Avec tout le monde répondant gaiement, Edel se détendit enfin, et Laslo se sentit soulagé aussi.
Le chef de famille n'avait pas à se soucier de l'opinion des domestiques, mais il savait qu'Edel tenait à eux et ne voulait pas de roulement supplémentaire à cause de cet incident.
Il ne voulait pas la voir s'en vouloir et s'attrister pour cela.
Et comme espéré, ayant gagné le soutien des domestiques, il se sentit bien et esquissa un large sourire.
« Je savais que vous l'accueilleriez avec joie. C'est une étape familiale, après tout — on ne peut pas laisser passer ça. Philip ! Apporte les plats. »
Sur l'ordre de Laslo, l'aide-cuisinier Philip fit rouler le chariot rapidement.
L'arôme savoureux qui flottait faiblement se renforça, et bientôt plusieurs assiettes de poulet rôti doré et appétissant couvrirent la table.

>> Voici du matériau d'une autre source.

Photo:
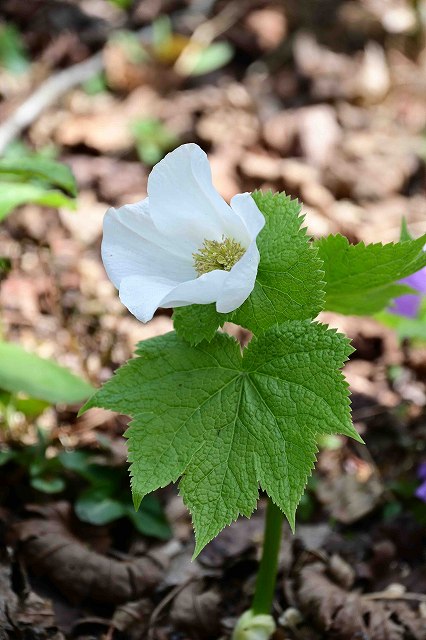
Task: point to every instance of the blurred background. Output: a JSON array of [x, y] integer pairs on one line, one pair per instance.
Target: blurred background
[[324, 99]]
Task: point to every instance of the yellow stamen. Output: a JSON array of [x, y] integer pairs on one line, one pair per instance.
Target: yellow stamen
[[217, 255]]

Avec du pain blanc moelleux, de la crème, de la confiture, de la compote, trois sortes de fromages, des fruits, des biscuits, du jambon, et même du vin que les gens du peuple ne pouvaient que rêver de voir.
« Wow ! C'est quoi tout ça ? »
« Mon dieu... ! »
C'était le premier vrai festin pour tous.
« Je n'ai pas pu préparer quelque chose d'extravagant si vite, mais considérez ça comme ma sincérité. »
« M-Merci, mon seigneur ! »
« Nous mangerons bien ! »
Les domestiques hésitèrent d'abord, incertains s'ils pouvaient toucher à la nourriture, mais comme Laslo se leva le premier et versa à boire pour la gouvernante Margaret, le cuisinier Oliver, le cocher Marco et le jardinier Jacob, ils se détendirent et se mirent à déchirer le pain et le poulet.
Tous s'émerveillèrent du vin doux et du poulet chaud et moelleux.
Quand la langue est satisfaite, l'humeur s'élève aussi.
« J'ai été un peu déroutée au début, mais en y repensant, n'est-ce pas vraiment super ? De notre position, c'est plus confortable qu'une inconnue comme maîtresse de maison. »
« Pour le dire tard, je pensais qu'il y avait quelque chose entre vous deux depuis un moment ! Chaque fois que vous visitiez le manoir ensemble, vous vous entendiez si bien ! »
« C'est vrai ! Et vous avez dansé ensemble à la dernière fête. »
« Non, il y avait des signes bien avant. Les autres ne le savent peut-être pas, mais l'ancienne gouvernante harcelait terriblement l'intendante. À l'époque, notre comte... »
Les histoires sur Laslo et Edel affluèrent sur la table.
Laslo et Edel firent semblant de ne pas entendre, mais la chaleur qui monta à leur nuque et leurs oreilles rougies fut inévitable.
De peur que le contact visuel ne rende les choses plus gênantes, ils évitèrent délibérément de se regarder.
Finalement, pour cacher son embarras, Laslo racla sa gorge et s'adressa aux domestiques.
« Hem ! Désolé de jeter un froid sur l'ambiance, mais j'ai une chose à dire. »
Les domestiques parurent contrits et jaugèrent son humeur.
Mais ce que Laslo avait à dire n'était pas un avertissement sur l'atmosphère rose entre lui et Edel.